Autant l'annoncer d'entrée de jeu : la première écoute de "Masquerade", dernier album en date du groupe italien Goad, ne laisse pas indifférent. Imaginez un subtil mélange de Van der Graaf Generator pour la noirceur des compositions, d'Alice Cooper première période pour l'aspect malsain et ironique, et de King Crimson pour les discordances expérimentales et vous aurez une idée de la musique délivrée par le combo.
Avec un tel cocktail, Goad n'a pas choisi la voie de la facilité et "Masquerade" ne donne pas exactement dans la catégorie relaxation. La musique est âpre, exigeante et ne se livre que par bribes au fil d'écoutes répétées. Loin des mélodies faciles, elle diffuse au contraire une tenace sensation de malaise et d'angoisse, comme une impression de déambuler dans un monde de cauchemar peuplé d'êtres malfaisants et distordus. La responsabilité en revient en partie au leader charismatique, Maurilio Rossi, dont la voix très particulière, nasillarde et agressive, sait se charger d'accents méprisants et narquois. Entre vociférations et vaticinations, son interprétation théâtrale et habitée, qui n'est pas sans rappeler par moment Christian Descamps ou Daniel Gildenlow, donne vie aux différents titres et distille son poison, générant un indicible sentiment de malaise. Et quand le chant se calme, pas question de sérénité : c'est soit le spleen d'un Robert Wyatt dépressif ('Valley Of Unrest') soit la folie douce d'un Syd Barrett ('Last Knowledge') qui nous saisit à la gorge. Maurilio Rossi est le type même de l'interprète qu'on déteste ou qu'on adule. La voix grasseyante, parfois forcée, n'est pas transcendante, mais sa prestation généreuse et visiblement sincère procure âme et grandeur à ce disque.
Si le chant est incontestablement un point fort (ou faible, c'est selon les goûts) de Goad, la musique qui lui donne la réplique est loin d'être fade et ne se contente pas de jouer les utilités. Expressive et dynamique, mais sachant faire preuve de retenue quand il le faut, elle s'appuie sur les claviers de Maurilio Rossi qui rappellent furieusement ceux d'Hugh Banton. Seul instrument contestant leur suprématie, la guitare de Giani Rossi, le frère de Maurilio, souvent agressive ('Fever Called Living', 'Eldorado'), parfois enjôleuse ('Alone', 'Intro'), engage le combat ou joue en symbiose, selon les morceaux. La rythmique est également très présente, pas moins de six batteurs se succédant aux baguettes, et Louis Magnanimo sait faire ronfler sa basse avec vélocité (admirable démonstration sur 'Slave Of The Holy Mountain'). Enfin Francesco Diddi enjolive les titres des ses nombreuses interventions au sax, à la flûte et au violon, entre interprétations mélodieuses et stridences maitrisées.
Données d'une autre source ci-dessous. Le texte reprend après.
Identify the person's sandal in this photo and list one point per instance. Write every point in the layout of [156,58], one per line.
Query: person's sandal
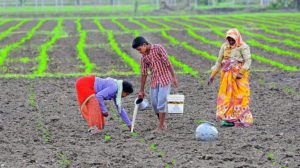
[227,124]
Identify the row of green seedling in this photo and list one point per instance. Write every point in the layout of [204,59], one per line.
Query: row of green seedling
[12,28]
[43,131]
[43,56]
[254,56]
[80,49]
[275,24]
[267,29]
[211,57]
[4,52]
[186,69]
[115,47]
[256,35]
[276,50]
[152,147]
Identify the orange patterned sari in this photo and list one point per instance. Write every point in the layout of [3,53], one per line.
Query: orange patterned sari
[234,95]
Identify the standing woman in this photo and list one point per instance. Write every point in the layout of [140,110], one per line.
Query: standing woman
[233,100]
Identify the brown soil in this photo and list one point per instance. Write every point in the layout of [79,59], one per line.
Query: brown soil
[275,105]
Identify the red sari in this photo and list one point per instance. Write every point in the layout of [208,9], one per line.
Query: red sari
[89,105]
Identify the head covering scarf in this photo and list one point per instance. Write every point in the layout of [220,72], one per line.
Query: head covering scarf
[236,35]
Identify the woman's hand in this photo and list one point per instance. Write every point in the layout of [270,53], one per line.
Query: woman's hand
[211,80]
[239,76]
[141,95]
[105,114]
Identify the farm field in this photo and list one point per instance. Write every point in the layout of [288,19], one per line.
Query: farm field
[41,126]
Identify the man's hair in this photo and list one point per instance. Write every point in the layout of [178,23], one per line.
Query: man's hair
[139,41]
[127,87]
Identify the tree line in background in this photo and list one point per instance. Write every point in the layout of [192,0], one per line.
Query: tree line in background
[163,4]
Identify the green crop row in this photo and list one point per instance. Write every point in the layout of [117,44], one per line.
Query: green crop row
[254,56]
[186,68]
[120,25]
[114,45]
[179,23]
[43,56]
[267,29]
[100,26]
[260,36]
[188,47]
[80,49]
[158,23]
[152,147]
[138,23]
[216,43]
[6,50]
[4,22]
[9,30]
[273,49]
[61,75]
[275,24]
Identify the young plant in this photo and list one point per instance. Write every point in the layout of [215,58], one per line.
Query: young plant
[6,50]
[63,160]
[80,49]
[43,56]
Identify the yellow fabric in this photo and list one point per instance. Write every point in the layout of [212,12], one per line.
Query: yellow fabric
[239,52]
[234,97]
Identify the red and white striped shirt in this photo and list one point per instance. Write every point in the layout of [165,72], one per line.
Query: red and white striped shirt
[157,61]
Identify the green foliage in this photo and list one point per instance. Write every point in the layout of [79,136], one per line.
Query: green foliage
[12,28]
[278,4]
[114,45]
[199,52]
[134,134]
[143,26]
[124,28]
[80,49]
[158,23]
[162,153]
[43,57]
[256,35]
[153,147]
[270,156]
[254,56]
[274,63]
[97,22]
[200,121]
[6,50]
[32,99]
[44,131]
[185,67]
[273,49]
[63,160]
[203,39]
[173,161]
[170,38]
[107,138]
[179,23]
[142,140]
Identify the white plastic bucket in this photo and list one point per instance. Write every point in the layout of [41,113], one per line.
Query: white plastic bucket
[175,104]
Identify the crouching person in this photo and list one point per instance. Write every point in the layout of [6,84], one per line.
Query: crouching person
[91,93]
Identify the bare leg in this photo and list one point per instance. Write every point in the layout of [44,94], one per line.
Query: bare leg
[162,117]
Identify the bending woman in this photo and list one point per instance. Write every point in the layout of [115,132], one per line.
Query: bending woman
[91,93]
[233,100]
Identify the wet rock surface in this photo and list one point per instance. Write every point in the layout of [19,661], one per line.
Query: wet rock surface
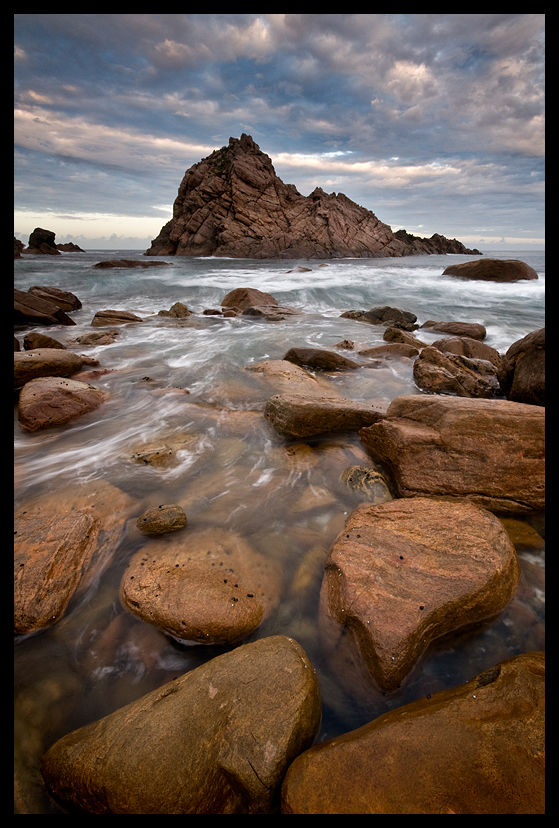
[207,587]
[490,452]
[405,572]
[216,740]
[47,402]
[62,544]
[475,749]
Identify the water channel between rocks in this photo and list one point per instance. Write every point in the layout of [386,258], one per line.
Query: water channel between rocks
[229,469]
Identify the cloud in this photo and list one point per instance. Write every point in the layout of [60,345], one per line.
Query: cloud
[112,108]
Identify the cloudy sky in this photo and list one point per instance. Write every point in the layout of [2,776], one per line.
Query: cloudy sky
[435,122]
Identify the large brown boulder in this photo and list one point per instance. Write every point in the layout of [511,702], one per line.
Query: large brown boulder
[217,740]
[492,270]
[475,749]
[47,402]
[491,452]
[44,362]
[384,315]
[62,298]
[473,330]
[295,416]
[402,573]
[232,203]
[62,543]
[208,587]
[522,372]
[445,373]
[468,347]
[33,310]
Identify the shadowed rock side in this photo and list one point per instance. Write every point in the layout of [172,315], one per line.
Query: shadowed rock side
[232,203]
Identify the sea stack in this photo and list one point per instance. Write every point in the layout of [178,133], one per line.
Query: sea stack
[232,204]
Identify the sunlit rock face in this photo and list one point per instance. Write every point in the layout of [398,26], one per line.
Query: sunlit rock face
[233,204]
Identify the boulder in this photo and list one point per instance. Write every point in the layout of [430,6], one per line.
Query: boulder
[445,373]
[62,298]
[233,204]
[492,270]
[118,263]
[162,520]
[96,338]
[242,298]
[44,362]
[295,416]
[319,359]
[468,347]
[384,315]
[369,483]
[32,310]
[401,337]
[522,373]
[473,330]
[114,317]
[33,341]
[18,248]
[491,452]
[209,587]
[179,311]
[272,313]
[62,543]
[391,349]
[52,401]
[216,740]
[405,572]
[475,749]
[42,241]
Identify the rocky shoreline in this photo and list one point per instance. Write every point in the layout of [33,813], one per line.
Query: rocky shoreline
[430,550]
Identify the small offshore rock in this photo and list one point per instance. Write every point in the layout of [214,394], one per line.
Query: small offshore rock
[216,740]
[493,270]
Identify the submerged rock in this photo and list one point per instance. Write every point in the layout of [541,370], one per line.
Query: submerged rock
[209,587]
[52,401]
[232,203]
[217,740]
[403,573]
[445,373]
[491,452]
[62,543]
[475,749]
[297,416]
[45,362]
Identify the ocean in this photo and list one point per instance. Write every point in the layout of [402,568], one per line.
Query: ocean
[167,377]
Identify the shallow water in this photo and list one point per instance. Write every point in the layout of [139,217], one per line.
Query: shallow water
[233,471]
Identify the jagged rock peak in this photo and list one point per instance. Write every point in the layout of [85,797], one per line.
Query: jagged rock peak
[232,204]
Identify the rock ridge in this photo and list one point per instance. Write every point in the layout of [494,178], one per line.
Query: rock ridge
[232,204]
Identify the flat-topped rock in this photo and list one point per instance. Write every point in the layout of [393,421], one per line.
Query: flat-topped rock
[491,452]
[402,573]
[207,587]
[297,416]
[492,270]
[475,749]
[216,740]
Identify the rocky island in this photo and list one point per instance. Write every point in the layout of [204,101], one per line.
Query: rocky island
[232,204]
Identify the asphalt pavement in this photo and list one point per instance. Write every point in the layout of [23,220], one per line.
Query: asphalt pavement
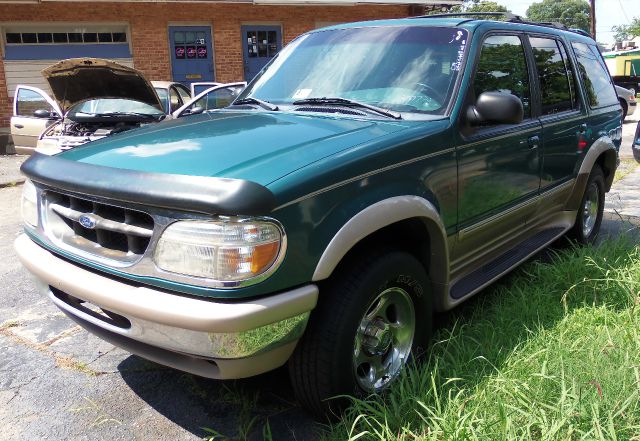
[58,382]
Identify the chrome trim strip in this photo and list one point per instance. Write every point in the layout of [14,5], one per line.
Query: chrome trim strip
[364,175]
[536,199]
[511,268]
[102,223]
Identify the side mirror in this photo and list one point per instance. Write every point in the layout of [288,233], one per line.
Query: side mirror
[496,108]
[42,113]
[197,110]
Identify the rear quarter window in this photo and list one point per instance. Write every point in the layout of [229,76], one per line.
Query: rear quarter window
[595,76]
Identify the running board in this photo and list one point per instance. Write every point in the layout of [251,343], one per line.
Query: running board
[504,263]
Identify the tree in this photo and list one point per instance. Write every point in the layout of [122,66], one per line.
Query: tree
[571,13]
[627,32]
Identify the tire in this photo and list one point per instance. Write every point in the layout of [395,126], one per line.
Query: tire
[585,230]
[623,104]
[339,348]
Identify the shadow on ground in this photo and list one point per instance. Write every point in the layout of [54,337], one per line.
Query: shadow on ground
[251,408]
[235,409]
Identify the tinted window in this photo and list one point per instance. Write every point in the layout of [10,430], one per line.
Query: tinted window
[503,67]
[30,101]
[553,74]
[184,93]
[174,100]
[594,74]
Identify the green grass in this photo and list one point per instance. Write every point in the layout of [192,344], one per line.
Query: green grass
[550,353]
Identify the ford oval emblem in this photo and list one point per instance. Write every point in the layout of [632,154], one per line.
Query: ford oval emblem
[87,221]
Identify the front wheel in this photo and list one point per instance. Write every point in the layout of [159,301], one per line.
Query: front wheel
[587,226]
[370,319]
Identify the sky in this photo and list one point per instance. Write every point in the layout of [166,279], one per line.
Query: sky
[608,13]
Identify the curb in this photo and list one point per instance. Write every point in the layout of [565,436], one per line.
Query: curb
[13,183]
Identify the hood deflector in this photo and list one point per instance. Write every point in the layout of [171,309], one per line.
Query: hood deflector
[79,79]
[175,192]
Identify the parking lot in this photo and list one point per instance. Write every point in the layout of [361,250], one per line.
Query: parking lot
[59,382]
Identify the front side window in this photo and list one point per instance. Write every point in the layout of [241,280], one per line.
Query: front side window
[595,76]
[556,85]
[502,67]
[29,101]
[405,69]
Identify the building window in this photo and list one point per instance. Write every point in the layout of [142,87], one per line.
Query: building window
[64,37]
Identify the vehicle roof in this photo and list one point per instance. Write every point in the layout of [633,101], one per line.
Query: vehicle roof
[468,23]
[163,84]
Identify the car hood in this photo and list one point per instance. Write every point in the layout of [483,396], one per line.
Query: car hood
[252,145]
[80,79]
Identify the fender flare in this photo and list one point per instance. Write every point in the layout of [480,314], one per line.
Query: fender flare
[379,215]
[600,146]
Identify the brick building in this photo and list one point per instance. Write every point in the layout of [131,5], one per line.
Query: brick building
[186,41]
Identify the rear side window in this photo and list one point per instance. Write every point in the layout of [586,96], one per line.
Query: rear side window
[558,92]
[594,74]
[503,67]
[29,101]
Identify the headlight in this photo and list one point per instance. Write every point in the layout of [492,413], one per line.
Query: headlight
[29,204]
[225,250]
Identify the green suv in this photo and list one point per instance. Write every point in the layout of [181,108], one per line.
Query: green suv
[372,174]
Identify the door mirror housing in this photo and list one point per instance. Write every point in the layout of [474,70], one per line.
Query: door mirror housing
[197,110]
[496,108]
[45,114]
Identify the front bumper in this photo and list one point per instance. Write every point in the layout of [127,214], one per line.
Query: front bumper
[212,339]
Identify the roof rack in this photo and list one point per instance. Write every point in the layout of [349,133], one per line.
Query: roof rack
[511,18]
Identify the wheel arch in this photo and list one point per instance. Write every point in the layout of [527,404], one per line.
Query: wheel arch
[603,153]
[402,215]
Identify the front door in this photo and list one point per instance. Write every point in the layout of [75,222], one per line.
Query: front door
[260,44]
[498,165]
[191,53]
[26,124]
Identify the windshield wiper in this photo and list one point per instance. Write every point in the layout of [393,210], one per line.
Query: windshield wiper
[350,103]
[141,115]
[251,100]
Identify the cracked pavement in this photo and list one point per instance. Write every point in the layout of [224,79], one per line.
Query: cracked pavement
[59,382]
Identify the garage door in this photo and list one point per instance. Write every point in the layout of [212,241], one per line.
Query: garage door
[29,49]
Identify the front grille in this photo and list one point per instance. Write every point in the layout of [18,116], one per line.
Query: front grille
[100,229]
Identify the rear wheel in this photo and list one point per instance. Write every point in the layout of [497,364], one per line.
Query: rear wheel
[589,217]
[371,318]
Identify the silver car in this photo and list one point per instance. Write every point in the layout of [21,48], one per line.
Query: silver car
[92,98]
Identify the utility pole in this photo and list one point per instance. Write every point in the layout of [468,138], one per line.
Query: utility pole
[593,18]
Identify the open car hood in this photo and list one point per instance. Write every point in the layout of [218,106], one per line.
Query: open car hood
[80,79]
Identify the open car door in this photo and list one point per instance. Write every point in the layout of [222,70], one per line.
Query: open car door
[214,98]
[33,112]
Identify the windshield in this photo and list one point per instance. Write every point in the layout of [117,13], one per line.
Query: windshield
[114,105]
[163,94]
[405,69]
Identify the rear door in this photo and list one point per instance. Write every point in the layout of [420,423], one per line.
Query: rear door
[562,116]
[26,127]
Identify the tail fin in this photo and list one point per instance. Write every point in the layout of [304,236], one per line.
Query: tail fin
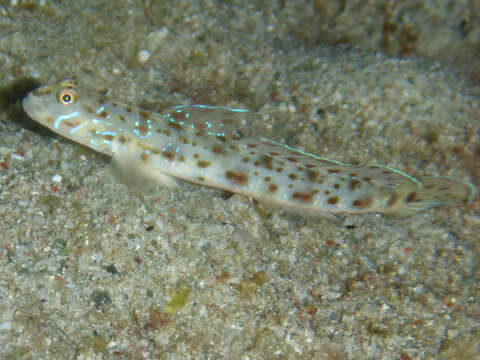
[431,192]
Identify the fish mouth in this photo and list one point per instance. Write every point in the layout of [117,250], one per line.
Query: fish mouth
[33,106]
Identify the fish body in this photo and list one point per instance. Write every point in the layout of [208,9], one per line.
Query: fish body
[200,144]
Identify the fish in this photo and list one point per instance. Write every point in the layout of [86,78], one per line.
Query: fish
[202,144]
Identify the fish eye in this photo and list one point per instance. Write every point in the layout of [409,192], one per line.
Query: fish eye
[67,96]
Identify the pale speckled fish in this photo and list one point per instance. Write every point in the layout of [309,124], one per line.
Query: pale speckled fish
[198,144]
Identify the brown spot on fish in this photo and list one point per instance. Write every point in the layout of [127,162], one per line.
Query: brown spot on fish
[88,109]
[412,197]
[144,155]
[175,126]
[143,114]
[333,200]
[237,177]
[312,175]
[303,197]
[362,203]
[267,161]
[333,171]
[272,188]
[142,130]
[203,164]
[354,184]
[168,155]
[44,90]
[217,149]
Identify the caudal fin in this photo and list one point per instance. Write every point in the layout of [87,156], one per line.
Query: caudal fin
[431,192]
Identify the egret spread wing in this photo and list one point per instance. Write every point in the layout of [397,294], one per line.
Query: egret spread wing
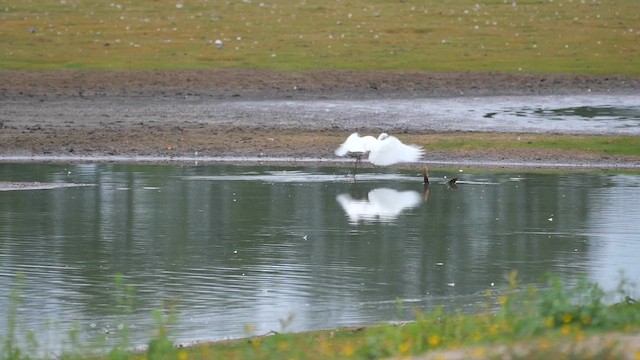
[390,150]
[356,144]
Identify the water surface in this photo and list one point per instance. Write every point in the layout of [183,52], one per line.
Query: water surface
[292,248]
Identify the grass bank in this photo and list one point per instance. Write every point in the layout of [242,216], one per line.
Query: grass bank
[534,36]
[558,320]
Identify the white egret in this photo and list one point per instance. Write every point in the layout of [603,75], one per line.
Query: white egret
[383,151]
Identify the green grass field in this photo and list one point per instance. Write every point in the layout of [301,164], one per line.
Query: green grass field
[534,36]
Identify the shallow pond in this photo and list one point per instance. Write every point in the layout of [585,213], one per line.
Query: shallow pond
[292,248]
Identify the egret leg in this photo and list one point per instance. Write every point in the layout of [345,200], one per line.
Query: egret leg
[355,169]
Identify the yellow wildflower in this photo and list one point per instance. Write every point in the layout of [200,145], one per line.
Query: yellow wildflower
[348,350]
[404,347]
[549,321]
[479,352]
[434,340]
[502,299]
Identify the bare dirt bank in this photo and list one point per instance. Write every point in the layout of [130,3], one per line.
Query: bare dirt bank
[127,124]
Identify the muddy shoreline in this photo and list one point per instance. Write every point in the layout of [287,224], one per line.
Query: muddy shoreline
[155,116]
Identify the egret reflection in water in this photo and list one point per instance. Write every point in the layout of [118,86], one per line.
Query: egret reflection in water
[381,204]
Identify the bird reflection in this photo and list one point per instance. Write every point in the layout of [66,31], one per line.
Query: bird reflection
[382,204]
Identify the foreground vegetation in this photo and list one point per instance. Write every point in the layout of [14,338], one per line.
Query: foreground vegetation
[557,321]
[551,36]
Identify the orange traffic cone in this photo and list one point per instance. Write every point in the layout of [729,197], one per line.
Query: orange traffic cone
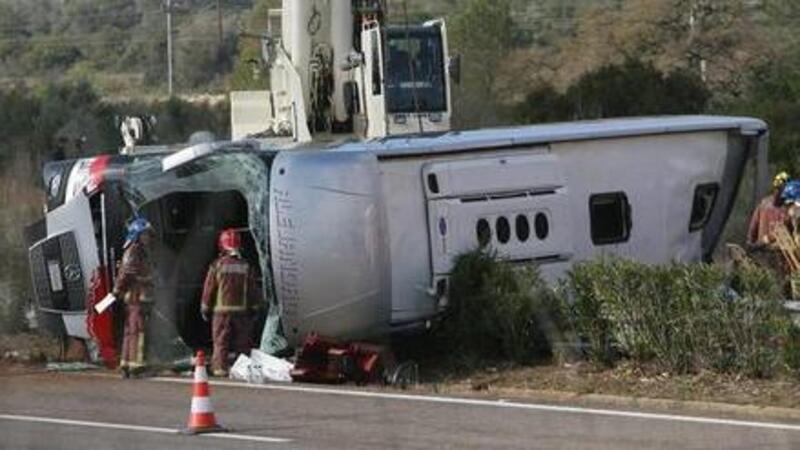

L'album est un concentré d'énergie et, tout en étant très homogène, fait preuve d'une diversité qui tient l'auditeur en haleine, alternant titres forts et doux, passages chantés et instrumentaux, harmonies et discordances. Difficile de rester indifférent aux sonorités maléfiques de 'Fever Called Living', à la folie latente de 'Last Knowledge', à la mélancolie de 'Valley Of Unrest', au désespoir de 'To Helen' ou au romantisme d'Alone'. 'Slave Of The Holy Mountain', presque primesautier au début, est finalement aussi rassurant qu'une promenade dans un cimetière abandonné un soir de tempête. La suite 'Masquerade (With Dance Macabre)' quant à elle, déroule ses volutes alambiquées, distordues, lugubres, où la voix poisseuse et l'orgue sépulcral de Maurilio Rossi font encore merveille.
Atypique et dérangeant, sûrement. Lugubre et dérangé, assurément. Original et personnel, indubitablement. Sur les fêtes foraines, vous préférez le train fantôme au grand huit ? La maison hantée est votre attraction favorite à Disneyland ? Les cimetières vous semblent romantiques ? Vous adorez 'Les Noces Funèbres' de Tim Burton ? Alors les atmosphères délétères de Goad devraient vous combler.